Justices spent nearly two hours listening to arguments and asking questions of both sides. They gave no indication of when or how they might rule.
Cochran and McDaniel were not in court yesterday.
If justices side with McDaniel, the lawsuit could go to trial and he could try to prove his claim that the runoff was tainted by irregularities such as people voting in the June 3 Democratic primary and then crossing over to vote in the June 24 Republican runoff. Mississippi does not register voters by party, but it bans people from voting in one party’s primary and the other party’s runoff in the same election cycle.
Cochran’s camp says the former Senate Appropriations Committee chairman won the runoff fairly by reminding voters of his record in Washington.
Certified results show Cochran defeated McDaniel by 7,667 votes. That victory came three weeks after McDaniel led a three-person primary.
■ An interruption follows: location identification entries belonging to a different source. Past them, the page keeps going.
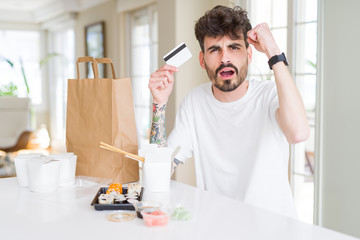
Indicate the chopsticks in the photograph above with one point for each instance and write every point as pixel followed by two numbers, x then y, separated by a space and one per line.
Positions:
pixel 114 149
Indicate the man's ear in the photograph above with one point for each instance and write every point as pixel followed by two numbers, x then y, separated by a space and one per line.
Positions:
pixel 249 50
pixel 201 59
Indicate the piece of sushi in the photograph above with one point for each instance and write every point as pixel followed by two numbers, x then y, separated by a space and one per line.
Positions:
pixel 119 199
pixel 132 195
pixel 134 187
pixel 106 199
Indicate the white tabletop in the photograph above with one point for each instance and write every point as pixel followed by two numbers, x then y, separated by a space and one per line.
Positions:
pixel 67 214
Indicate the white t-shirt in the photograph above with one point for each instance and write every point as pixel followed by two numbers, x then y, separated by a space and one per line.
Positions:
pixel 238 147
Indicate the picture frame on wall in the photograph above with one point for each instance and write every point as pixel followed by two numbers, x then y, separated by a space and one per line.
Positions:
pixel 95 46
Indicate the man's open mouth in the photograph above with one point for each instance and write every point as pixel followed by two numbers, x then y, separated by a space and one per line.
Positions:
pixel 227 72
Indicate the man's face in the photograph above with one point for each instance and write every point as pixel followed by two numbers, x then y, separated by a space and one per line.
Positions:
pixel 226 61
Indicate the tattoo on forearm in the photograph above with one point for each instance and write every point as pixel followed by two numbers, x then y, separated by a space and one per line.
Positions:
pixel 158 131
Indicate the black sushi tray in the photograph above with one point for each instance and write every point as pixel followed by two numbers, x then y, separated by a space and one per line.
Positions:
pixel 114 206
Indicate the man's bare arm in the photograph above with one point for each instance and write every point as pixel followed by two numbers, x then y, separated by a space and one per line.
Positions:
pixel 158 130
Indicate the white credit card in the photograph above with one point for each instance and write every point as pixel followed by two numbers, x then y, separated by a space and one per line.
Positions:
pixel 178 55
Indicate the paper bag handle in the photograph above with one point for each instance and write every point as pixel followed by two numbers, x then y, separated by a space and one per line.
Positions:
pixel 93 64
pixel 107 60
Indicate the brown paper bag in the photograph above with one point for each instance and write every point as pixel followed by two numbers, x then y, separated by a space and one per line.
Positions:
pixel 101 110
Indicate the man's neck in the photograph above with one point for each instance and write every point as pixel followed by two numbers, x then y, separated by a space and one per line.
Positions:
pixel 231 96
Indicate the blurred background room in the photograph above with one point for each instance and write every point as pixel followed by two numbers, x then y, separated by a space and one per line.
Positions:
pixel 40 41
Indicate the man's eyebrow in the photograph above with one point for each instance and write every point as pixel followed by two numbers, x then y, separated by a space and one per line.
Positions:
pixel 213 47
pixel 235 45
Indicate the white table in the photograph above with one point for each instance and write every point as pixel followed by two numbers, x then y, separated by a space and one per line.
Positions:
pixel 67 214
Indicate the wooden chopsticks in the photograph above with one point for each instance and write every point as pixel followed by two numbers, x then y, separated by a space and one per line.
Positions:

State elections officials already have set a Nov. 4 general election ballot that lists Cochran as the Republican nominee, former U.S. Rep. Travis Childers as the Democratic nominee and Shawn O’Hara as the Reform Party candidate.
Cochran attorney Phil Abernethy yesterday made the same argument he did weeks ago in circuit court — that McDaniel’s challenge, which was filed 41 days after the runoff, came too late. Abernethy cited a 1959 Mississippi Supreme Court ruling that a candidate must challenge election results within 20 days. He said although election laws have been updated since then, legislators did not specifically undo the precedent set by the 1959 ruling.
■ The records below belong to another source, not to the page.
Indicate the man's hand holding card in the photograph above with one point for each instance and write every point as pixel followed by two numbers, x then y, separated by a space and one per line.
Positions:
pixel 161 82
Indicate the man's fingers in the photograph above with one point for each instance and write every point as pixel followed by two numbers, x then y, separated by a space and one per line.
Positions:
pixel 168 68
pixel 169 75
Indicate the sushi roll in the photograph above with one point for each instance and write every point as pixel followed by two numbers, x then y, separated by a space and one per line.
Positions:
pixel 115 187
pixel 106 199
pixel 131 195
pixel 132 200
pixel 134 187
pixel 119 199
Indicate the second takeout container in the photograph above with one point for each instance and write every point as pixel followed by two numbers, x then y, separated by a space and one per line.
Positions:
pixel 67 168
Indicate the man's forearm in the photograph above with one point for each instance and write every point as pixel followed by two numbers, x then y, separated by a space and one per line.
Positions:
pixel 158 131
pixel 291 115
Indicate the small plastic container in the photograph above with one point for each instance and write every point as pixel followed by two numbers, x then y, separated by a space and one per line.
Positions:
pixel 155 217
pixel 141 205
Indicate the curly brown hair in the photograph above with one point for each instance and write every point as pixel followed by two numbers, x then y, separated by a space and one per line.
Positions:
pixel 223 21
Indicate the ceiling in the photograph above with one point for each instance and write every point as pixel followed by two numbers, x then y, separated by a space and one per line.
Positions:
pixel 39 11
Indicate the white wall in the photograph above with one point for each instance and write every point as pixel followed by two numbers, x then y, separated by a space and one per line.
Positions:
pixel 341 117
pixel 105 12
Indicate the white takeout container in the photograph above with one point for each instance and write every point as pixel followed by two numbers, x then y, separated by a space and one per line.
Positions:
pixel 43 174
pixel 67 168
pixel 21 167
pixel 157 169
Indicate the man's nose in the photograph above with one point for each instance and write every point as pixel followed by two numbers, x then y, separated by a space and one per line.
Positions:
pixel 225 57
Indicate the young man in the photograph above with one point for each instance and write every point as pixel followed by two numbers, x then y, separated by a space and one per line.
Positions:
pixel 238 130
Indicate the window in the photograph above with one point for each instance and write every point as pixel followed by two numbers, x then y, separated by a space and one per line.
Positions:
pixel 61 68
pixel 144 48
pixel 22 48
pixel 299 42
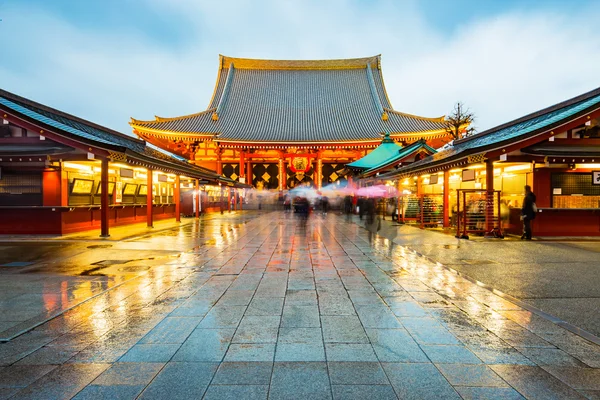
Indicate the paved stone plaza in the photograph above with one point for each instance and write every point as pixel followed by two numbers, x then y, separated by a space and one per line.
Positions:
pixel 258 306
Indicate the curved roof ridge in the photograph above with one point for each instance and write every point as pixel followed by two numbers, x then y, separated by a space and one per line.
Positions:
pixel 566 103
pixel 341 63
pixel 436 119
pixel 30 103
pixel 226 88
pixel 163 119
pixel 374 94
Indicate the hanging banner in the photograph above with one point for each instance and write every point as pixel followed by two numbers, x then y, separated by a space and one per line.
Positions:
pixel 300 163
pixel 118 192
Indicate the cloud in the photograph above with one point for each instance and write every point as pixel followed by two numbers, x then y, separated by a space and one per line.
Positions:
pixel 502 66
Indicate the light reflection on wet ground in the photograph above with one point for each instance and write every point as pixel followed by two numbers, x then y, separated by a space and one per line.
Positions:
pixel 263 305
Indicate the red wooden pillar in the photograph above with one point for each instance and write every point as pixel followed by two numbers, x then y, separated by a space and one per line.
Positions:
pixel 229 199
pixel 149 199
pixel 489 187
pixel 249 173
pixel 446 199
pixel 242 162
pixel 51 187
pixel 197 189
pixel 104 198
pixel 221 198
pixel 219 162
pixel 176 194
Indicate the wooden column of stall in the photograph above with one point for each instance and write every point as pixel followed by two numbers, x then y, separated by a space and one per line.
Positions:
pixel 489 187
pixel 242 167
pixel 221 197
pixel 177 199
pixel 104 198
pixel 219 161
pixel 282 174
pixel 149 199
pixel 197 189
pixel 446 199
pixel 229 199
pixel 249 173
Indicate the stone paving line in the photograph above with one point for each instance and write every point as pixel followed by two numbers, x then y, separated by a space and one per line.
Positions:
pixel 278 308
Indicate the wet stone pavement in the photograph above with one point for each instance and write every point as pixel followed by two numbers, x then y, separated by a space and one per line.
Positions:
pixel 280 308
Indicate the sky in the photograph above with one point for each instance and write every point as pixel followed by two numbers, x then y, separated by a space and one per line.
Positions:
pixel 110 60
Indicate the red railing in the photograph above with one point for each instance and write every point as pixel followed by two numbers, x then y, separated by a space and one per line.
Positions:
pixel 478 212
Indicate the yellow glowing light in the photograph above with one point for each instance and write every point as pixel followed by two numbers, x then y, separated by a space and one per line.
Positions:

“The Legislature, if they thought you got it wrong, had 55 years to come back and change that,” Abernethy told justices.
McDaniel attorney Mitch Tyner said yesterday that state law was substantially rewritten in 1986 and doesn’t set a timeline for challenging results of a multi-county primary.
“It is clear. There is no deadline,” Tyner said.
Justice Ann Lamar asked Tyner if a candidate could challenge results of a primary 90 days, six months or a year later.
“He can’t just wait around 60 days, 90 days. That would be crazy,” Tyner said. “His number one goal is to get his name on the ballot.”
Justice Jim Kitchens asked Tyner if the general election would be the cutoff date for challenging results of a primary.
“I don’t know what the cutoff would be,” Tyner said.